Herbert M. “Tim” Richards III, DVM
Clarification on AVMA study
I enjoyed your August feature on rural, large-animal veterinary care. The American Veterinary Medical Association (AVMA) study you refer to was the result of work and funding by a coalition of groups comprising the Food Supply Veterinary Medicine Coalition. These include the Academy of Veterinary Consultants, American Association of Avian Pathologists, American Association of Bovine Practitioners, American Association of Food Hygiene Veterinarians, American Association of Small Ruminant Practitioners, American Association of Swine Veterinarians, AVMA, Association of American Veterinary Medical Colleges and USDA Food Safety and Inspection Service.
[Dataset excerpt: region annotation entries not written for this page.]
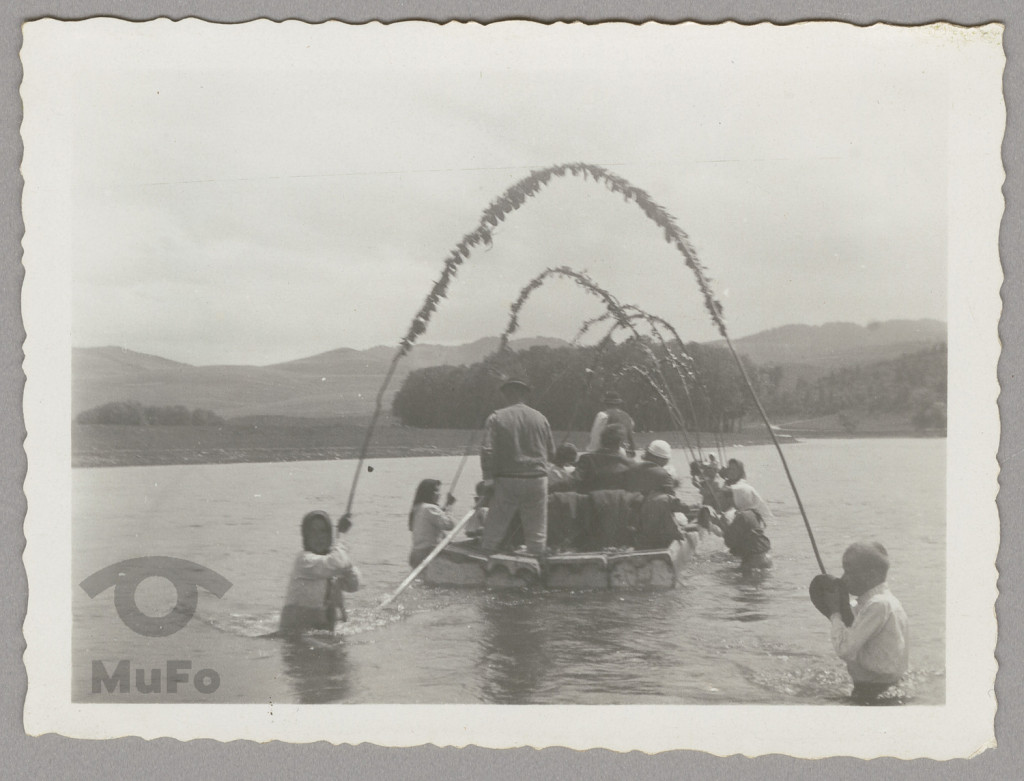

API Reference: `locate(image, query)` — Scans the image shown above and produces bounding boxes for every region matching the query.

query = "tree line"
[392,338,754,431]
[75,401,224,426]
[392,337,946,432]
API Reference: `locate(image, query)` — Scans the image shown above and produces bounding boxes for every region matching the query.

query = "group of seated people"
[410,425,771,566]
[466,425,697,552]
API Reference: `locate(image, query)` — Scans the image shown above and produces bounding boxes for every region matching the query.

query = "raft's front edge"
[423,531,699,591]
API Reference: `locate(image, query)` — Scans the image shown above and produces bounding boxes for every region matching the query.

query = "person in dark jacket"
[587,391,637,459]
[577,424,633,493]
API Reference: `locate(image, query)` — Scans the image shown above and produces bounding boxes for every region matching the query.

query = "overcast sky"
[34,20,956,364]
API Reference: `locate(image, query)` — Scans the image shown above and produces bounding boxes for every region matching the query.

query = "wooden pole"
[377,507,476,609]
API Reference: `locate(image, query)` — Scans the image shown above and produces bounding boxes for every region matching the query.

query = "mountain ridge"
[72,320,946,418]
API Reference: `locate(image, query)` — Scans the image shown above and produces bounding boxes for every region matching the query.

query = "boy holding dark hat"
[480,379,555,556]
[812,543,908,703]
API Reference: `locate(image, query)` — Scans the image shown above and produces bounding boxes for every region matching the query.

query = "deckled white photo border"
[22,18,1006,758]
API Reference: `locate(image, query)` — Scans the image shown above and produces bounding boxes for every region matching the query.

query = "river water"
[73,439,946,704]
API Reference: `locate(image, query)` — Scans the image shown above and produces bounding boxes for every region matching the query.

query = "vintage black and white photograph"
[23,19,1004,756]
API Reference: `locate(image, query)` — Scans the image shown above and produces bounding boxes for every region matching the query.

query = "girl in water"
[279,510,359,635]
[409,480,455,567]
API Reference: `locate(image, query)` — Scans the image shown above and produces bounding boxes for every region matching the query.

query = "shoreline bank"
[72,423,936,468]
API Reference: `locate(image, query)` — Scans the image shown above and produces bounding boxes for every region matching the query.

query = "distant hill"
[732,319,946,370]
[72,337,565,418]
[72,320,946,418]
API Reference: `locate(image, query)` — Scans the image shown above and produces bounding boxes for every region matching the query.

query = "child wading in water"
[823,543,908,703]
[280,510,359,634]
[409,480,455,567]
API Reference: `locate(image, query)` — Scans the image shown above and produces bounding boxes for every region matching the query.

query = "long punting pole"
[345,350,403,515]
[377,507,476,608]
[722,329,825,574]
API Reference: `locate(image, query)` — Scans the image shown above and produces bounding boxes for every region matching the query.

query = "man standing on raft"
[480,380,555,557]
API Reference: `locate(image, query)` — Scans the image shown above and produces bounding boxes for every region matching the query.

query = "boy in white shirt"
[824,543,909,703]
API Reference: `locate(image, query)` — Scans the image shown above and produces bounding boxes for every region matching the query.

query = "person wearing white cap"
[626,439,677,494]
[724,459,775,523]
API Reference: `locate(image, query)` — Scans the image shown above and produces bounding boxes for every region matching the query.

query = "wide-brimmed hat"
[647,439,672,461]
[502,377,532,391]
[807,574,853,626]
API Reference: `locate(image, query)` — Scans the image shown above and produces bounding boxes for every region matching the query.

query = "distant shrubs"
[75,401,224,426]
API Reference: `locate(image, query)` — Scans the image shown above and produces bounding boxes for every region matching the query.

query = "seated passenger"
[409,480,455,568]
[465,480,492,541]
[548,442,580,493]
[690,455,725,511]
[280,510,359,634]
[575,424,633,493]
[626,439,678,494]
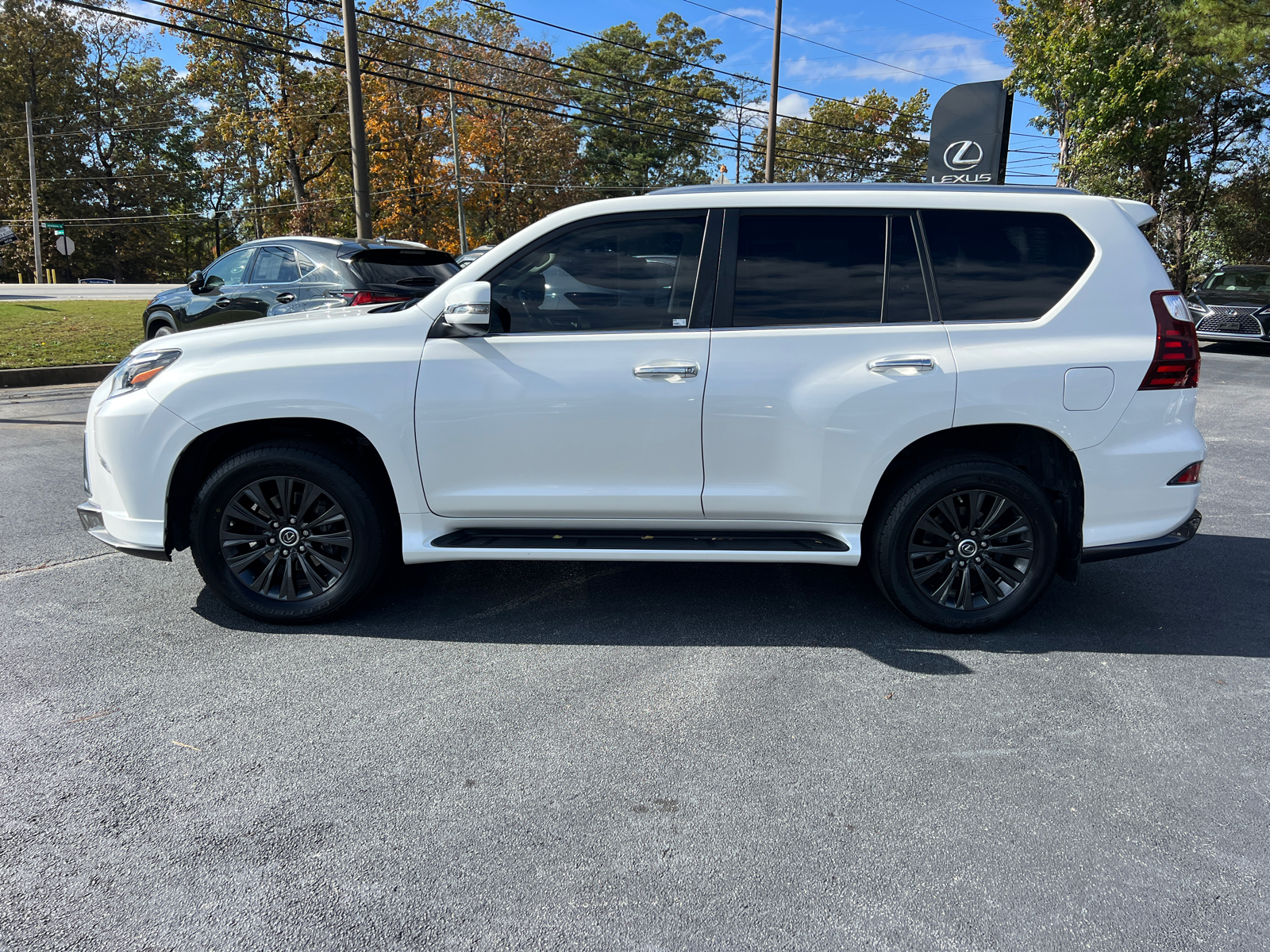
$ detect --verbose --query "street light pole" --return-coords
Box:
[449,76,468,255]
[764,0,781,182]
[341,0,373,240]
[27,103,44,284]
Additional funding was provided by Bayer Animal Health; and David Andrus, Kevin Gwinner and Bruce Prince of Kansas State University's College of Business Administration conducted the study.
Lyle P. Vogel, DVM, MPH
Director, AVMA Animal Welfare Division
Proponents aren't anti-meat
Regarding H.R. 503 (September “Editor's Roundup”), I wish to relieve the minds of cattlemen. Very few of the people I know fighting to stop horse slaughter for foreign profit and consumption would pass up a good steak. I have no desire to become a vegetarian, and neither do the majority of anti-horse-slaughter people.
Horses are simply different from cattle. The only people profiting from horse slaughter are three, foreign-owned slaughter plants; some large breeders who dump their breeding mistakes at a kill auction; and a few kill buyers who can't figure out another way to make a living.
USDA ignored Congress and the will of the people when they allowed the horse slaughter plants to pay their own inspectors. How in the world can you expect such inspectors to be totally unbiased toward the people paying their salary?
Patricia A. Cornell
More thoughts on H.R. 503
Regarding H.R. 503, “The American Horse Slaughter Prevention Act,” here are my thoughts on the matter:
Isn't this country wasteful enough? With all the needs of people around the world, we still have those who would heap the waste pile higher.
Isn't a meat animal in the eye of the beholder? To many people, deer, bear and racoon aren't meat animals, but they are to many people. It's the same with calves, goats, doves and even dogs and horses.
If folks opposed to horse slaughter would like to finance this program, they seem to be shy in coming forth. Domestic animals are chattel property; in this country, people get paid when government enacts laws to reduce the value of one's property. Most of us would not take $400 in cash out behind the barn and bury it, but this seems to be what the H.R. 503 people are asking.
A government ban on slaughter won't save the horses in question. As with gravity, the government can't repeal the laws of economics. Scarce resources have doomed these horses, one way or the other.